En termes d’équipements, d’ordinateurs, etc., comment avez-vous géré ?
Ce que j’appelle l’informatique de proximité (à la différence des serveurs, de l’hébergement des données) est toujours un enjeu pour une entreprise. L’achat d’ordinateurs, la maintenance, le dépannage, les tracasseries du quotidien, tout cela est géré par une entreprise à distance à laquelle nous sommes abonnés. C’est elle aussi qui gère notre wifi. Cela coûte un peu cher pour une start-up mais c’est le prix de la tranquillité. Je me suis aperçu qu’en bidouillant, au moindre problème on est coincé. On gère tellement de logiciels sur nos postes de travail qu’on est obligé d’avoir des professionnels qui nous accompagnent à chaque configuration d’ordinateur.
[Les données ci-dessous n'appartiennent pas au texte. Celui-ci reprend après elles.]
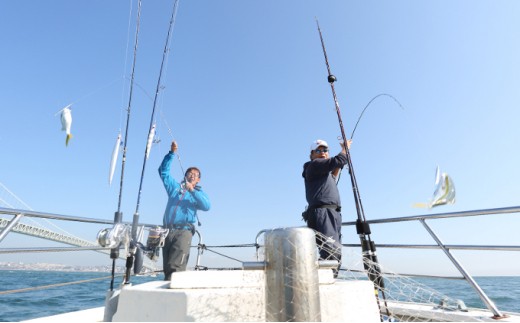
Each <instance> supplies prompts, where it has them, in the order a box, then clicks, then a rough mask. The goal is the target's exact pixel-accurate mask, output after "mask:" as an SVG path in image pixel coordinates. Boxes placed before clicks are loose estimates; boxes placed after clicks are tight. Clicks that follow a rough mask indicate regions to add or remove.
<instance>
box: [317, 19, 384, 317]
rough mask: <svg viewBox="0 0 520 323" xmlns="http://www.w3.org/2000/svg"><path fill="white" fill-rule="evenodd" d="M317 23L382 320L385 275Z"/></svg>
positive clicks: (361, 243) (333, 81) (363, 236)
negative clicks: (376, 249) (379, 256)
mask: <svg viewBox="0 0 520 323" xmlns="http://www.w3.org/2000/svg"><path fill="white" fill-rule="evenodd" d="M316 25H317V27H318V32H319V35H320V40H321V47H322V49H323V56H324V57H325V64H326V66H327V72H328V77H327V81H328V82H329V84H330V88H331V90H332V97H333V99H334V105H335V108H336V114H337V115H338V122H339V126H340V130H341V136H342V138H343V145H344V146H345V152H346V157H347V165H348V168H349V173H350V180H351V184H352V191H353V193H354V201H355V204H356V211H357V216H358V219H357V221H356V230H357V234H358V235H359V238H360V241H361V246H362V253H363V265H364V267H365V270H366V272H367V275H368V278H369V279H370V280H371V281H372V283H373V284H374V289H375V292H376V299H377V305H378V307H379V313H380V318H381V321H383V313H382V312H381V305H380V304H379V293H378V290H379V291H381V293H382V295H383V299H384V302H385V307H386V311H387V315H388V316H389V317H390V312H389V310H388V305H387V303H386V296H385V292H384V280H383V277H382V276H381V268H380V267H379V263H378V260H377V255H376V248H375V244H374V242H373V241H372V240H371V238H370V233H371V232H370V227H369V225H368V223H367V222H366V218H365V212H364V209H363V204H362V203H361V196H360V194H359V190H358V186H357V180H356V176H355V174H354V168H353V165H352V159H351V157H350V150H349V148H348V145H347V137H346V135H345V130H344V128H343V121H342V119H341V112H340V108H339V103H338V98H337V96H336V90H335V88H334V82H335V81H336V77H335V76H334V75H332V73H331V71H330V66H329V60H328V58H327V51H326V50H325V42H324V41H323V36H322V34H321V29H320V24H319V22H318V19H317V18H316ZM367 238H368V240H367Z"/></svg>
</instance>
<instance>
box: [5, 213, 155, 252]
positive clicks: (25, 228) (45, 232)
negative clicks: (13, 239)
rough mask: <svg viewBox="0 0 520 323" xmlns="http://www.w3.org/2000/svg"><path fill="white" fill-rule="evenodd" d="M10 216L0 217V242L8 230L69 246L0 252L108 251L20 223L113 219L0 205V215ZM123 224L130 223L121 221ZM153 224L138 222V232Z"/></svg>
mask: <svg viewBox="0 0 520 323" xmlns="http://www.w3.org/2000/svg"><path fill="white" fill-rule="evenodd" d="M1 215H6V216H12V219H10V220H9V219H4V218H0V229H1V228H3V229H1V231H0V243H1V242H2V241H3V240H4V239H5V237H6V236H7V235H8V234H9V233H10V232H17V233H22V234H28V235H32V236H35V237H39V238H42V239H48V240H53V241H58V242H63V243H66V244H69V245H72V246H71V247H36V248H0V254H9V253H28V252H64V251H82V250H93V251H101V252H109V251H110V249H111V248H108V247H101V246H99V245H98V244H96V243H94V242H90V241H87V240H82V239H80V238H77V237H73V236H69V235H66V234H60V233H56V232H53V231H51V230H47V229H44V228H41V227H37V226H31V225H26V224H23V223H20V221H21V220H22V219H23V218H39V219H48V220H61V221H72V222H81V223H91V224H109V225H111V224H113V220H104V219H95V218H86V217H76V216H69V215H60V214H53V213H44V212H37V211H32V210H21V209H11V208H3V207H0V216H1ZM123 224H126V225H131V223H127V222H123ZM155 226H156V225H153V224H140V225H139V228H138V230H139V232H142V231H143V230H144V229H145V228H151V227H155Z"/></svg>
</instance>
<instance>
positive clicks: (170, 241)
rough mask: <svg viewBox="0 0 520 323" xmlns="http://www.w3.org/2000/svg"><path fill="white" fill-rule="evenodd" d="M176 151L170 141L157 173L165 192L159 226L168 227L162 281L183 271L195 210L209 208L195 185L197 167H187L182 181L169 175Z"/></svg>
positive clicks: (192, 232) (198, 180) (209, 206)
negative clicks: (163, 206) (164, 202)
mask: <svg viewBox="0 0 520 323" xmlns="http://www.w3.org/2000/svg"><path fill="white" fill-rule="evenodd" d="M176 151H177V143H176V142H175V141H173V142H172V145H171V149H170V152H169V153H168V154H167V155H166V156H164V159H163V161H162V163H161V166H159V175H160V176H161V179H162V181H163V184H164V188H165V189H166V193H167V194H168V204H167V205H166V210H165V211H164V217H163V225H164V227H165V228H168V229H170V232H169V233H168V236H167V237H166V240H165V243H164V247H163V270H164V280H170V279H171V274H172V273H173V272H176V271H185V270H186V266H187V264H188V258H189V256H190V247H191V240H192V238H193V234H194V233H195V223H196V222H198V218H197V210H202V211H208V210H209V208H210V203H209V198H208V196H207V195H206V193H204V192H203V191H202V189H201V187H200V186H199V185H197V184H198V183H199V181H200V170H199V169H198V168H196V167H190V168H188V169H187V170H186V173H185V174H184V180H183V181H182V183H179V182H177V181H176V180H175V179H174V178H173V177H172V176H171V174H170V168H171V164H172V161H173V158H174V156H175V155H174V154H175V152H176Z"/></svg>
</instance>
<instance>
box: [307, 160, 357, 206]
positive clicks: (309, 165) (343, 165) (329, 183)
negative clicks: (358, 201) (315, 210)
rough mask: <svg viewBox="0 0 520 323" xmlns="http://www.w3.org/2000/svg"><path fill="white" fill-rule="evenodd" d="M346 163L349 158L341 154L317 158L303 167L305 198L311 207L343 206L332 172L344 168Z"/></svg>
mask: <svg viewBox="0 0 520 323" xmlns="http://www.w3.org/2000/svg"><path fill="white" fill-rule="evenodd" d="M346 163H347V156H345V155H344V154H341V153H339V154H338V155H336V156H334V157H331V158H328V159H326V158H317V159H314V160H312V161H308V162H306V163H305V164H304V165H303V173H302V176H303V178H304V179H305V197H306V198H307V203H309V207H317V206H321V205H337V206H341V200H340V197H339V191H338V187H337V185H336V181H335V180H334V177H333V176H332V175H331V173H330V172H332V171H333V170H334V169H336V168H343V166H345V164H346Z"/></svg>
J’ai commencé par acheter les ordinateurs moi-même chez Darty ; ça va pour deux ou trois, après il faut un gestionnaire de parc. C’est du bon sens, mais c’est typiquement le genre d’erreur qu’on peut commettre quand on crée une entreprise parce que l’on n’a pas conscience que les logiciels sont pour la plupart en SAS et nécessitent une gestion à distance.
Pour les ressources humaines, l’échelle n’est plus la même non plus…
J’ai commencé par faire moi-même les contrats de travail en copiant un modèle, mais il a vite fallu un gestionnaire de paie, une personne qui traite tout l’administratif (Urssaf…)… On a fait appel au cabinet Coriolis pour les aspects comptables et sociaux. Cela reste externalisé. En revanche, je réalise toujours moi-même les embauches, le DRH c’est moi. On gère les plannings, les congés, avec les managers. Ce qui déclencherait la nécessité d’avoir quelqu’un à bord serait une gestion prévisionnelle des emplois, des formations, des compétences.
Avec du recul que feriez-vous différemment dans la gestion de votre croissance ?
Sur la gestion du personnel et la montée en puissance, nous n’avons pas fait de grosse bêtise, nous avons eu le réflexe d’externaliser ce qui devait l’être au début pour se sécuriser et apprendre, c’était judicieux.
À quand la saison 3 de Kozoo ?
La saison 2 est toujours en cours, avec le développement organique, le BtoBtoC, la multiplication de partenariats (toiletteurs, pet-sitters, etc.) qui vont nous apporter du trafic. La saison 3 dépendra beaucoup du marché, elle sera le résultat d’une croissance externe, d’une acquisition, et/ou d’un développement à l’international.